En fin d’année 2024, je rentrais d’un voyage au Japon. À chaque fois que je pars en vacances, je me dis que je vais faire un carnet de voyage. C’est une lubie pour plein d’illustrateurs et d’illustratrices, on fantasme qu’on va faire des dessins incroyables pendant nos vacances alors qu’en fait, on veut tout simplement respirer de l’air pur, voir des humains et faire la sieste ; on veut profiter de nos congés comme de simples mortels en fait.


Mais écoutez, c’est arrivé ! Pris par un élan de motivation et l’envie de garder un souvenir spécial, j’ai fait un carnet de voyage, avec des notes et des dessins de chaque jour passé. Et puis, je suis rentrée, j’ai montré mon carnet à un ami qui m’a immédiatement dit “c’est super, tu vas pouvoir le poster en ligne”. Ça m’a pris exactement zéro seconde pour lui répondre du tac au tac “NON”.


Certains dessins DOIVENT rester cachés.


L’esprit de contradiction


Je n’ai pas eu à réfléchir. À aucun moment ça ne m’a traversé l’esprit de partager ce carnet de voyage et heureusement. Déjà, si j’avais eu en tête l’objectif de le diffuser sur mon blog ou sur les réseaux sociaux, je pense que je ne l’aurais pas fait. J’aurais eu la pression de faire quelque chose de parfait et calibré pour plaire à un public. Ensuite, c’est un carnet que j’ai rempli avec disgrâce, imperfection, fautes d’orthographe et anecdotes intimes. Ma condition de travailleuse indépendante m’oblige déjà à beaucoup partager sur moi, pour être visible dans le paysage professionnel. Par moment, j’aime à penser que tout n’a pas été donné en pâture aux réseaux sociaux, qu’une part d’intime est restée cachée et que quelques proches privilégiés seulement détiennent le doux secret de certaines créations.
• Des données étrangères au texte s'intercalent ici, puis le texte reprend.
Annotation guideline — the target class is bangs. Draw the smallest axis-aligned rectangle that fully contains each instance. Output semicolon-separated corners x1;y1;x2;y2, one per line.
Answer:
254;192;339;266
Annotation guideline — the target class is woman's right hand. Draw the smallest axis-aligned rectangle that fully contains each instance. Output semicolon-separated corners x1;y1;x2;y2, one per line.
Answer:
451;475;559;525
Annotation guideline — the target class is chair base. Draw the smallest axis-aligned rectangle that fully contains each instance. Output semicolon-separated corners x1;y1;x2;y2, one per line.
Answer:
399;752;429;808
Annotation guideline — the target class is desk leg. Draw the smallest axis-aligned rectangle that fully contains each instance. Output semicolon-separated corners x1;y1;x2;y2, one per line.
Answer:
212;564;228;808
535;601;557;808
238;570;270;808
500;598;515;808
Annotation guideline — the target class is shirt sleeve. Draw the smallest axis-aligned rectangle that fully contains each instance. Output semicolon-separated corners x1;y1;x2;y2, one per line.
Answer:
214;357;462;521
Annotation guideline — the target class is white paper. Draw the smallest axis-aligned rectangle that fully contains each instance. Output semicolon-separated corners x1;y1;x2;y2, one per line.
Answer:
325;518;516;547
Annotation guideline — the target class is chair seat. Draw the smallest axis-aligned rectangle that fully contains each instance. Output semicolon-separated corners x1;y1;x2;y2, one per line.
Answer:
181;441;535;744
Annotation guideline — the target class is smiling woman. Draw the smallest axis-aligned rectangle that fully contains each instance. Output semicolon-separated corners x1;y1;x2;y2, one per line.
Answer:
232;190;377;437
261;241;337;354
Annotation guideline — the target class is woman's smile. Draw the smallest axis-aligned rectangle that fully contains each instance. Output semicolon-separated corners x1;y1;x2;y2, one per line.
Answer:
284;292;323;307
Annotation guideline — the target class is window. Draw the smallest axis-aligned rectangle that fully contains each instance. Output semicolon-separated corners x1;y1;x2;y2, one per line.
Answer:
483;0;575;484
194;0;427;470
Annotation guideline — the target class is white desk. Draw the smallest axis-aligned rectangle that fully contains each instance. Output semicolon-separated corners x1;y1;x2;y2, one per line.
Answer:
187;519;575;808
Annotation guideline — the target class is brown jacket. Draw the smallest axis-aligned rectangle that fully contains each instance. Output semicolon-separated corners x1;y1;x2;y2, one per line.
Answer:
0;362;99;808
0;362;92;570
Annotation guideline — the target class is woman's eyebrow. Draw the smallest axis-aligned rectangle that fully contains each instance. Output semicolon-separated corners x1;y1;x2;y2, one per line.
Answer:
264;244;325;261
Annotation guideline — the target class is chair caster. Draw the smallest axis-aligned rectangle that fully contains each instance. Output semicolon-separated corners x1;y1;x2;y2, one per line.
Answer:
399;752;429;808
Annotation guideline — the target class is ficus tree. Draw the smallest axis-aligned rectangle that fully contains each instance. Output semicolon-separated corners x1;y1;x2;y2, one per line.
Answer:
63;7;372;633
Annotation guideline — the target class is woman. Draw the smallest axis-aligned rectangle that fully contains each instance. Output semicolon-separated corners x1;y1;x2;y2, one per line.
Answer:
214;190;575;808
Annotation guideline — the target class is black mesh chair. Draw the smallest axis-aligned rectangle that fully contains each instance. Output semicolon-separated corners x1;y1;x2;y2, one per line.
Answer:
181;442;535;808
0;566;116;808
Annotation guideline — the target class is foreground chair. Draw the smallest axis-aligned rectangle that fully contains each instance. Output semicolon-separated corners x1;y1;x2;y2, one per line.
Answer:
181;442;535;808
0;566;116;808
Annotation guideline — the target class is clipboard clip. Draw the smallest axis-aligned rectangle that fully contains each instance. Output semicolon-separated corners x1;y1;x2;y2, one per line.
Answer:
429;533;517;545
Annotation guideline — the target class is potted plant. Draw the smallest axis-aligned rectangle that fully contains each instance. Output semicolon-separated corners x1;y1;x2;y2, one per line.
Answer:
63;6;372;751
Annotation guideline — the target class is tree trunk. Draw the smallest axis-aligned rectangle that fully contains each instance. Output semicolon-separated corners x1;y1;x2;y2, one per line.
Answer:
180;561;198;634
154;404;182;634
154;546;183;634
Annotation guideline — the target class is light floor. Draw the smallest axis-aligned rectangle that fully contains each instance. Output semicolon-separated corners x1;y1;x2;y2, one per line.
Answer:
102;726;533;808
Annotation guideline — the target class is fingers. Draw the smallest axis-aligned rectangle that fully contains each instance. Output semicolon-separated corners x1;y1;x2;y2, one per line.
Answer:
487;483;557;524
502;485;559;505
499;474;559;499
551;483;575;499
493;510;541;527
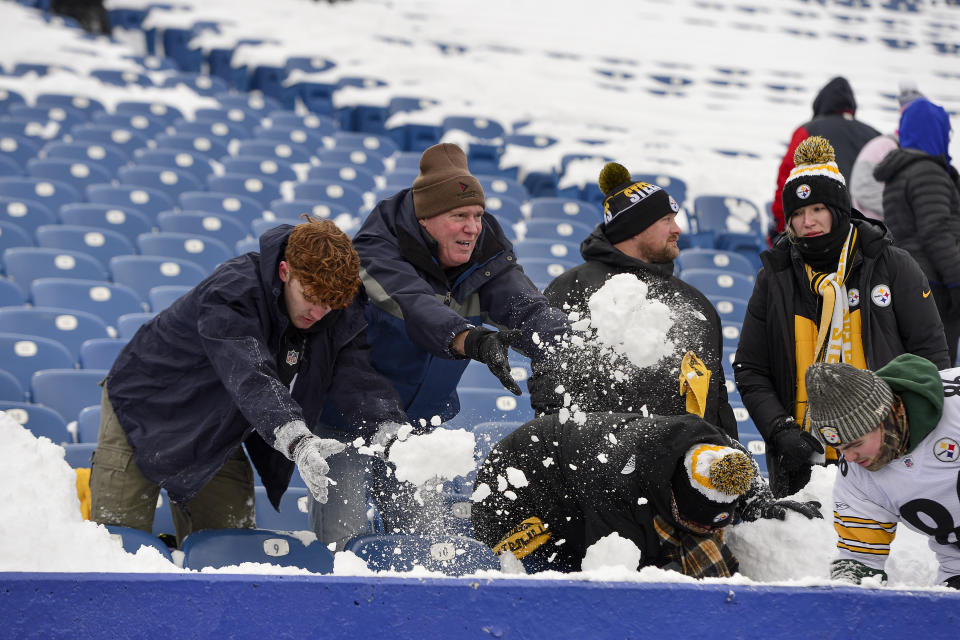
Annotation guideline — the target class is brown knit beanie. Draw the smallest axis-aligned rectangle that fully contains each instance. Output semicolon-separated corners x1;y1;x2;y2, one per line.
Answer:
413;142;484;219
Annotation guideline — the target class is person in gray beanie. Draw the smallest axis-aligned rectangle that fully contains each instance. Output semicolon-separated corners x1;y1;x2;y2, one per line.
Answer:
806;353;960;589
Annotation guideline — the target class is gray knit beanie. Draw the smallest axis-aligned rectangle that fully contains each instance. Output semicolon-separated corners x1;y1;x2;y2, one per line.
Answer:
806;362;893;447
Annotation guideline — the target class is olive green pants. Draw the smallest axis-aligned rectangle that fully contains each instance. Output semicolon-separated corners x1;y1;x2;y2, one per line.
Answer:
90;382;256;545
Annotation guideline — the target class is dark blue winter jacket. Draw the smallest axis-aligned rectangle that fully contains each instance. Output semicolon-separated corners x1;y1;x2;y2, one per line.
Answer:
353;189;569;421
107;225;406;506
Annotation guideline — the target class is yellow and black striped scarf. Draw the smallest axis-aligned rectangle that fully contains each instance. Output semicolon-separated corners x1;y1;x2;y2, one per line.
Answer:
653;516;740;578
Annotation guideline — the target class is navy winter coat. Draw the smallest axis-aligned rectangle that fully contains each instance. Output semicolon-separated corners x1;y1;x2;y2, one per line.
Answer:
107;225;406;506
353;189;569;420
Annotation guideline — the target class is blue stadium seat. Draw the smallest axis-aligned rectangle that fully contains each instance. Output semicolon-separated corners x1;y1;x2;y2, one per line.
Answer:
441;116;505;140
0;176;83;212
519;258;576;291
61;442;97;469
35;93;105;119
110;256;207;302
157;211;250;247
0;400;70;444
676;248;757;277
30;369;107;423
222;156;297;182
105;524;173;562
270;199;352;220
0;307;110;362
3;247;107;293
180;191;263;225
333;131;399;158
529;198;603;227
77;405;100;444
41;142;130;176
444;388;534;430
27;158;113;194
524;218;593;243
137;231;233;273
0;332;76;390
87;184;174;221
207;173;282;207
476;175;530;203
253;125;324;155
293;180;365;215
30;278;145;327
316;149;387;175
266;110;337;137
133;149;213;184
114;100;183;124
346;535;500;576
0;196;57;236
0;220;33;253
307;163;377;191
155;133;228;160
60;203;153;243
148;284;193;313
254;486;311;531
0;369;27;402
513;238;582;264
117;165;203;202
80;338;127;370
117;312;157;340
36;224;137;269
70;124;148;158
181;529;333;573
0;278;27;307
236;139;313;164
93;113;169;139
0;135;40;173
681;269;753;300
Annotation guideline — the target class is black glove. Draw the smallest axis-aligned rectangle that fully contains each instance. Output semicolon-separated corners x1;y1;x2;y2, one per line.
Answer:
463;327;523;396
773;418;823;474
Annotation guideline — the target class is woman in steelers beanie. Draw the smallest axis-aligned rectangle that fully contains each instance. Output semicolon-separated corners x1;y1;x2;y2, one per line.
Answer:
734;136;949;496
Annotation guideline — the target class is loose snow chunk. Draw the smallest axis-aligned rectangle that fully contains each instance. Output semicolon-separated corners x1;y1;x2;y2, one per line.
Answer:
390;429;476;485
507;467;530;488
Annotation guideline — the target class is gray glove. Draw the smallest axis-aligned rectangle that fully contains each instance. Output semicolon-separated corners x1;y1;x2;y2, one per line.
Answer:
273;420;347;504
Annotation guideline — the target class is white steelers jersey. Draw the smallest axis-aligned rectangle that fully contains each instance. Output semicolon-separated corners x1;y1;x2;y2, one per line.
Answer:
833;368;960;582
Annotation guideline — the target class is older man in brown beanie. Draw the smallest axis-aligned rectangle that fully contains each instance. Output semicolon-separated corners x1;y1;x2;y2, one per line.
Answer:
806;353;960;589
314;143;569;533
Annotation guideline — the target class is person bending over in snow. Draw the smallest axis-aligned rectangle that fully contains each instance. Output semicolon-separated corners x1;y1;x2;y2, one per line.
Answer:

Et encore, là je vous parle d’un vulgaire carnet de voyage, pas d’un chef-d’œuvre (sauf aux yeux de ma mère sûrement. Ma mère considère que tout ce que je fais est un chef-d’œuvre. Merci maman). Mais on en connaît des chefs-d’œuvre cachés. L’histoire de l’art est truffée d’œuvres de génies qui n’ont pas voulu de leur vivant offrir au monde la vision de leurs bouleversantes et sensibles créations. Je vais vous donner quelques exemples évidemment, mais surtout je voudrais partager ce que ça éveille en moi.


Le jardin secret


Évidemment, ce qui a été sciemment caché éveillent toujours un intérêt plus fort. L’humain est un animal curieux qui a le goût de l'interdit. Deux exemples très connus :


1. Vivian Maier

C’est une photographe new-yorkaise qui a passé l’intégralité de sa vie comme nounou, faisant de la photographie sur son temps libre. Son œuvre a été découverte et exposée post-mortem et sa vie largement documentée par le biais de témoignages et de longues recherches. Vous trouverez une quantité importante de livres et de documentaires sur le mythe de Vivian Maier. Si je prends cet exemple, c’est je pense que cette production artistique prolifique n’aurait jamais vu le jour avec la pression d’être exhibée. Elle a notamment fait une quantité importante d’autoportraits, expérimenté énormément de choses sur de longues périodes et certaines choses éclosent plus facilement dans le secret qu’en pleine lumière.


2. Emily Dickinson

C’est une autrice et poétesse américaine. Encore une fois, une artiste prolifique qui a écrit près de 1800 poèmes. De son vivant, seule une dizaine de poèmes avaient été publiés, dont certains sans son accord. Emily Dickinson a soigneusement archivé tous ses écrits durant toute sa vie dans des carnets soigneusement reliés et conservés dans sa chambre. Elle a fait promettre à sa sœur, Lavinia, de brûler sa correspondance après sa mort en 1886, ce qu’elle fit. Lavinia a cependant trouvé et publié les fameux carnets de poèmes qu’Emily Dickinson avait rangés dans un coffre fermé à clé. Qu’est-ce qu’un coffre caché et fermé à clé sinon un trésor pristine ?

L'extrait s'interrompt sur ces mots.